Par la présente action, la société Crédit logement expose entendre exercer son recours personnel à l’encontre de la DNID, en sa qualité de curateur à la succession déclarée vacante de M. [R] [T]. Ce droit propre, qui naît à l’instant du paiement fait par la caution, soit en l’espèce aux 6 avril 2021 et 2 mars 2023, est indépendant du droit du créancier contre le débiteur garanti.

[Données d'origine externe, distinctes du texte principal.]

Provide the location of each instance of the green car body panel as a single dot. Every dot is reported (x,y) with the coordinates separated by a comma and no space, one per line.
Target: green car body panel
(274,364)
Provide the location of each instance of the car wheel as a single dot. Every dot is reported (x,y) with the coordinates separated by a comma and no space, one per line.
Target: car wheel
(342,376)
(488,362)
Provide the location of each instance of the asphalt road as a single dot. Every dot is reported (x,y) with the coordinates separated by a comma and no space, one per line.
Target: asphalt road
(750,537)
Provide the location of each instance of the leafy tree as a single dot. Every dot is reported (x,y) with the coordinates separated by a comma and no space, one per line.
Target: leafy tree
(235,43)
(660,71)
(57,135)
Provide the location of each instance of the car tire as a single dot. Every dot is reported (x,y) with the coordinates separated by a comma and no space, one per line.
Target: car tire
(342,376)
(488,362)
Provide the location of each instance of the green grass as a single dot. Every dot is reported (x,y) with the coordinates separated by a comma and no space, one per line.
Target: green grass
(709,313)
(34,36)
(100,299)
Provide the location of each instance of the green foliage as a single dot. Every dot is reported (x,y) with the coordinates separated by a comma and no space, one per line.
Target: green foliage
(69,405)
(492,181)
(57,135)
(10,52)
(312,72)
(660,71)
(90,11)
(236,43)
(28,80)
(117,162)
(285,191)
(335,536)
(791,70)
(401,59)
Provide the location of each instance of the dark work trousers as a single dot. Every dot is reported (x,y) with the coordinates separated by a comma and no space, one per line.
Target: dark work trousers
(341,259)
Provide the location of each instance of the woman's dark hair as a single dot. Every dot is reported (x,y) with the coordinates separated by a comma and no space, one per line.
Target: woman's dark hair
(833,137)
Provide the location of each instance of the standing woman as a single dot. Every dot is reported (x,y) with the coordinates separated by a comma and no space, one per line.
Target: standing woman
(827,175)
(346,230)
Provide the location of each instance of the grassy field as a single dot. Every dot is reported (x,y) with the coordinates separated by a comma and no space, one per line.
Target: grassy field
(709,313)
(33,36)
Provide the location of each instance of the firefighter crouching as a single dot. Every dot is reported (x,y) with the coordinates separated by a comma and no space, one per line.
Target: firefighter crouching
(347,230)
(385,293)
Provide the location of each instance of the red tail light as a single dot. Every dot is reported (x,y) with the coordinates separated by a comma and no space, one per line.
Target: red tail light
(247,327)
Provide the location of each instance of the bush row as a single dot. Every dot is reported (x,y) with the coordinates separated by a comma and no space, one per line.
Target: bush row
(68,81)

De jurisprudence constante, le débiteur ne peut utilement opposer à la caution exerçant ce recours personnel les exceptions tirées de la conclusion ou de l’exécution du contrat de prêt qu’il pourrait opposer au créancier préincipal et l’article 2308 du Code civil, dans sa version antérieure à l’ordonnance du 15 septembre 2021, encadre les cas dans lesquels le débiteur peut s’opposer utilement au recours de la caution à son égard.

La DNID, en sa qualité de curateur à la succession déclarée vacante de M. [R] [T], ne peut dès lors pas valablement invoquer l’éventuelle irrégularité de la déchéance du terme prononcée par le banquier, comme l’éventuelle absence de ce prononcé, pour échapper à ses obligations envers la société Crédit logement et doit démontrer, vis à vis de la société de caution, la réunion des trois conditions prévues par l’article 2308 ancien du Code civil.

Cet article prive ainsi la caution qui a payé de ses recours contre le débiteur principal dans deux hypothèses :
– “lorsqu'elle ne l'a point averti du paiement par elle fait” et s'il a payé une seconde fois (C. civ., art. 2308, al. 1er) ;
– si elle a payé sans être poursuivie et sans en avoir averti le débiteur, alors que celui-ci avait “des moyens pour faire déclarer la dette éteinte”(C. civ., art. 2308, al. 2).

En l’espèce, le débiteur principal n’a pas payé une seconde fois, de sorte que seul l’alinéa deux pourrait être utilement invoqué.

Les trois conditions posées par ce second alinéa (l’absence d’avertissement du débiteur, le paiement sans poursuite, et la preuve par le débiteur de ce qu’il possédait un moyen de faire déclarer la dette éteinte) sont cumulatives, de sorte que l’absence de l’une quelconque d’entre elles suffit à faire échec à son application.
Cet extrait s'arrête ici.